1)The pyruvate dehydrogenase complex utilizes multiple different cofactors. List each cofactor and where it is found in the enzyme and explain its role in the overall mechanism.
2)There is growing evidence that oxidative phosphorylation complexes I, II, III, and IV may be connected into a supercomplex. What might be the advantage of having all four complexes within a supercomplex?
3)During gluconeogenesis, the conversion of Pyruvate to PEP occurs via shuttling intermediates into and out of the mitochondria. Describe the steps of this pathway and explain why this pathway has to be shuttled through an additional organelle and the benefits of doing it this way.
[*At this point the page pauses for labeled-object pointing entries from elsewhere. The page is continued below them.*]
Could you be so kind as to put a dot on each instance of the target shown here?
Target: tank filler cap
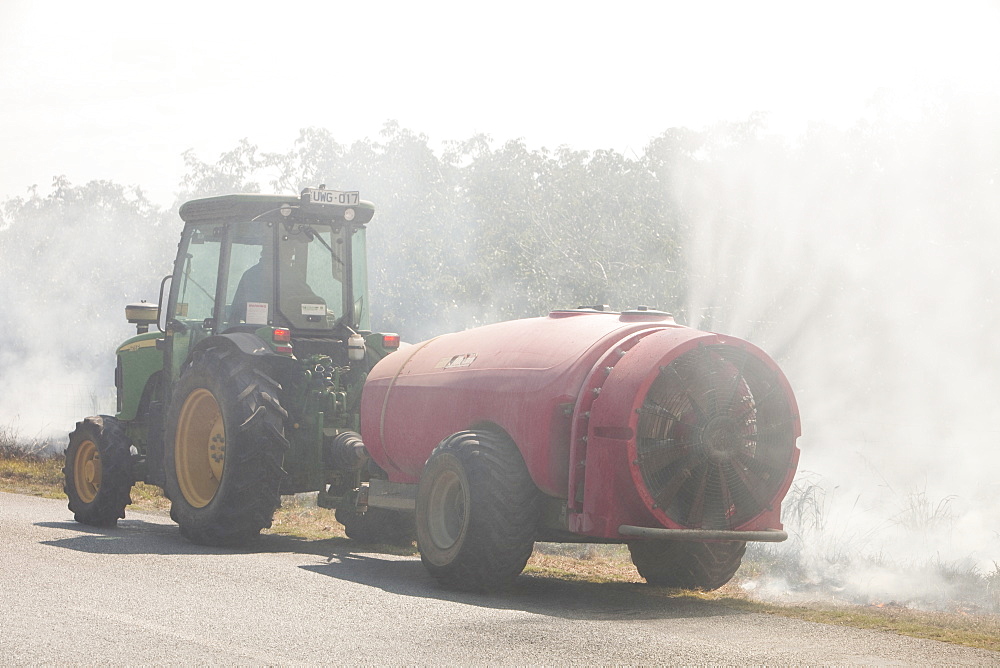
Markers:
(645, 313)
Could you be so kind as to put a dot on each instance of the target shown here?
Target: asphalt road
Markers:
(141, 594)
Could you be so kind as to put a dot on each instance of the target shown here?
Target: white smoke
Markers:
(864, 261)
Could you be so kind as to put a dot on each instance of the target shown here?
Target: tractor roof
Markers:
(244, 207)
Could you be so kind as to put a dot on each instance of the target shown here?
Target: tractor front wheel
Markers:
(98, 471)
(476, 511)
(224, 444)
(687, 565)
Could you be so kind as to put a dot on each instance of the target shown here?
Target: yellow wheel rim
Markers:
(87, 471)
(200, 448)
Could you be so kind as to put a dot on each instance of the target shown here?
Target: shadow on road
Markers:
(529, 593)
(393, 570)
(134, 536)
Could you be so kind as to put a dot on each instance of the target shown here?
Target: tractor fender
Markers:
(245, 342)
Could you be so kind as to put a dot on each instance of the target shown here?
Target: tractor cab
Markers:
(248, 263)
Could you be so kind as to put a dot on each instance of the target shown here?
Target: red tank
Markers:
(629, 419)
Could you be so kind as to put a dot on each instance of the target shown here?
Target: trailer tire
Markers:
(687, 565)
(377, 525)
(98, 471)
(477, 509)
(223, 448)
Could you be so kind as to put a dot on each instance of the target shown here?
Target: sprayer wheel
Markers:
(223, 448)
(377, 525)
(98, 471)
(687, 565)
(476, 511)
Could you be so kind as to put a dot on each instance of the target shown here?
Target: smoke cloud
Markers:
(863, 260)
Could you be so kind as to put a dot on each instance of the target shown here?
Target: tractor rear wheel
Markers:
(687, 565)
(477, 508)
(98, 471)
(224, 444)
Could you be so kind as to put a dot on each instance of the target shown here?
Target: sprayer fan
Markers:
(715, 438)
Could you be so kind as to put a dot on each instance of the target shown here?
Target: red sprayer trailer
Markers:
(583, 426)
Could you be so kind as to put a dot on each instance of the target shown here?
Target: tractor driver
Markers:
(254, 287)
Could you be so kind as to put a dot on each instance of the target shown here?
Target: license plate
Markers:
(339, 197)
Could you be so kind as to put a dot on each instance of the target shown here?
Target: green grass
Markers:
(24, 469)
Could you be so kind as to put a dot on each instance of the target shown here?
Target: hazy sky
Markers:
(118, 90)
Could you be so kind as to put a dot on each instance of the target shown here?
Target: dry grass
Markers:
(25, 471)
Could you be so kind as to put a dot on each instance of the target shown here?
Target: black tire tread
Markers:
(114, 447)
(250, 492)
(685, 564)
(503, 513)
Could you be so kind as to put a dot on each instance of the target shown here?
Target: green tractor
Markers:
(248, 387)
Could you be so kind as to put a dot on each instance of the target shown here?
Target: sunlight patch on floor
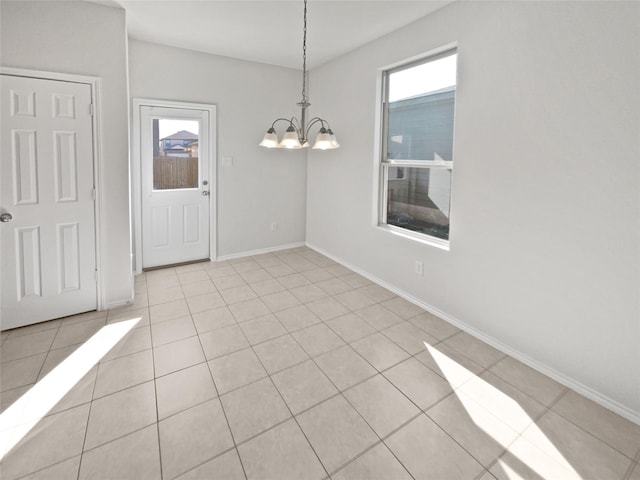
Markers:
(543, 457)
(25, 413)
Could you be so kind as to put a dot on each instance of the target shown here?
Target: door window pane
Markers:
(175, 153)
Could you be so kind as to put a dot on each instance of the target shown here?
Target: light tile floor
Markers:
(290, 366)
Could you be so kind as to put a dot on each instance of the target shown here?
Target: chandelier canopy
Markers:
(297, 132)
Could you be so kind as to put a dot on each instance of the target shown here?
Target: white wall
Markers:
(85, 39)
(545, 242)
(262, 185)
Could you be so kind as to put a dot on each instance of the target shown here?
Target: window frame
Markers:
(382, 163)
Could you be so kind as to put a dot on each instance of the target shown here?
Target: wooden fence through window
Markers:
(175, 172)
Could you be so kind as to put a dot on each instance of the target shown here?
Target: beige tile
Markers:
(136, 340)
(317, 275)
(124, 372)
(136, 455)
(336, 432)
(408, 337)
(376, 292)
(223, 341)
(381, 404)
(77, 333)
(22, 346)
(237, 294)
(280, 353)
(303, 386)
(612, 429)
(308, 293)
(196, 276)
(527, 380)
(422, 386)
(192, 437)
(230, 281)
(184, 389)
(158, 296)
(249, 309)
(317, 339)
(434, 326)
(566, 443)
(213, 319)
(200, 288)
(258, 275)
(345, 367)
(120, 413)
(253, 408)
(281, 453)
(65, 469)
(297, 317)
(236, 370)
(475, 349)
(225, 467)
(502, 400)
(54, 439)
(177, 355)
(172, 330)
(376, 464)
(350, 327)
(169, 310)
(280, 270)
(481, 434)
(267, 287)
(293, 281)
(402, 307)
(327, 308)
(18, 373)
(262, 329)
(216, 272)
(354, 300)
(427, 452)
(355, 280)
(334, 286)
(30, 329)
(379, 351)
(280, 301)
(449, 364)
(208, 301)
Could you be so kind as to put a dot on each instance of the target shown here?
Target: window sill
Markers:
(416, 237)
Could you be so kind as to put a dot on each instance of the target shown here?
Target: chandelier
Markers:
(296, 134)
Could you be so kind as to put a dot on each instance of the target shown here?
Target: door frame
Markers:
(95, 85)
(136, 171)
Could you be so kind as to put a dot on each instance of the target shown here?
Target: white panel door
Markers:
(175, 189)
(48, 217)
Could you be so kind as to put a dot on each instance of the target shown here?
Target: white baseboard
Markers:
(259, 252)
(559, 377)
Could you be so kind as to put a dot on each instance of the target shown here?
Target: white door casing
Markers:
(47, 186)
(175, 221)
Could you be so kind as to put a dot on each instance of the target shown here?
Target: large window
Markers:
(417, 152)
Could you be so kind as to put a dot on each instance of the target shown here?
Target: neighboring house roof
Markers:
(181, 135)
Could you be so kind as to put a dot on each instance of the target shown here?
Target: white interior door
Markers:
(176, 191)
(47, 194)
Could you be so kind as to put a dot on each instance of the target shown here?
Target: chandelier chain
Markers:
(304, 55)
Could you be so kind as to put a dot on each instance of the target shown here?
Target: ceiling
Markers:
(269, 31)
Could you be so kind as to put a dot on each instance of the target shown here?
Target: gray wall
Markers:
(545, 241)
(85, 39)
(263, 185)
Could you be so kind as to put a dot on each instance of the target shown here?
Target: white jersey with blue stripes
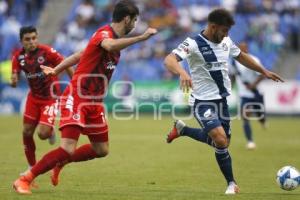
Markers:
(208, 63)
(245, 75)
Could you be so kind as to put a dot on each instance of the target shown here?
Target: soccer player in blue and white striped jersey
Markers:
(207, 55)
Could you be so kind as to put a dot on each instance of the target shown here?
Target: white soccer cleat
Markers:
(251, 145)
(232, 188)
(52, 138)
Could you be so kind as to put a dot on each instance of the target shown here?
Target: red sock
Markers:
(49, 161)
(29, 149)
(84, 153)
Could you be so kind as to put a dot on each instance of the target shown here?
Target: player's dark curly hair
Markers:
(27, 29)
(124, 8)
(221, 16)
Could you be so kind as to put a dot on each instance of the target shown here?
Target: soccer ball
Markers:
(288, 178)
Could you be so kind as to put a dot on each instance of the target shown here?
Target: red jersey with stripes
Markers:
(40, 85)
(95, 67)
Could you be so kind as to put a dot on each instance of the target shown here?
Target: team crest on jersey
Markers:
(76, 117)
(105, 34)
(225, 47)
(208, 114)
(41, 59)
(110, 65)
(208, 65)
(21, 57)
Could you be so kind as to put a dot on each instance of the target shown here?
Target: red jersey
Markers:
(95, 67)
(40, 85)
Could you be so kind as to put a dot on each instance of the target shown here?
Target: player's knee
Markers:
(221, 141)
(102, 152)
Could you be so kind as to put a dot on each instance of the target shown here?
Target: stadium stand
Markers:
(265, 25)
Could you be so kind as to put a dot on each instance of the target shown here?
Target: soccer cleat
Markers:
(22, 185)
(27, 170)
(251, 146)
(232, 188)
(55, 175)
(52, 138)
(175, 132)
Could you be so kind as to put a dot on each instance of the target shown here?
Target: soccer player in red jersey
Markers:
(82, 110)
(41, 104)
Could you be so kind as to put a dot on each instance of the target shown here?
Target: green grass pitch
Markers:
(141, 165)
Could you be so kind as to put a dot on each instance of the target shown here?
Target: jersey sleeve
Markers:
(258, 61)
(99, 36)
(234, 51)
(16, 68)
(185, 49)
(53, 56)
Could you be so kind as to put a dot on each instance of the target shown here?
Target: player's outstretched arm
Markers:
(172, 64)
(110, 44)
(249, 62)
(70, 71)
(65, 64)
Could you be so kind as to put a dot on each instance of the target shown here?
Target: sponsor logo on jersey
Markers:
(41, 60)
(34, 75)
(183, 48)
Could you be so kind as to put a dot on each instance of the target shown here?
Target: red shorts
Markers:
(87, 114)
(40, 111)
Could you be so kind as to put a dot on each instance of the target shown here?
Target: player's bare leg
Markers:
(223, 158)
(23, 184)
(29, 144)
(82, 153)
(47, 132)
4)Depending upon the environmental conditions (aerobic or anaerobic) different organisms do different things with pyruvate at the end of glycolysis. Describe in detail the different things organisms do with pyruvate and why each of these different fates is advantageous to the organism.
5)You decide to use the same biomolecules that are found on Earth in this other planet. Since this planet always has sunlight you decide to have the organism derive all of its ATP from photosynthesis. Will you need to put the enzymes of the Kreb’s cycle in this organism? Briefly explain why or why not.
6)Fluoroacetate (F-CH2COO-) is a toxic agent produced by the plant Dichapetalum cymosum. In vitro studies of incubated rat hearts with fluoroacetate resulted in decreased rates of glucose uptake and glycolysis, and glucose 6-phosphate and fructose 6-phosphate had accumulated. The citric acid cycle intermediates were all at concentrations below normal, except for citrate with a concentration 10 times higher than normal.
a)What are the substrates, products, and enzymes for the citric acid cycle step blocked by fluoroacetate?
b)In the described experiment, why did glucose uptake and glycolysis slow down? Why did glucose 6-phosphate and fructose 6-phosphate accumulate?
c)Why is fluoroacetate poisoning fatal?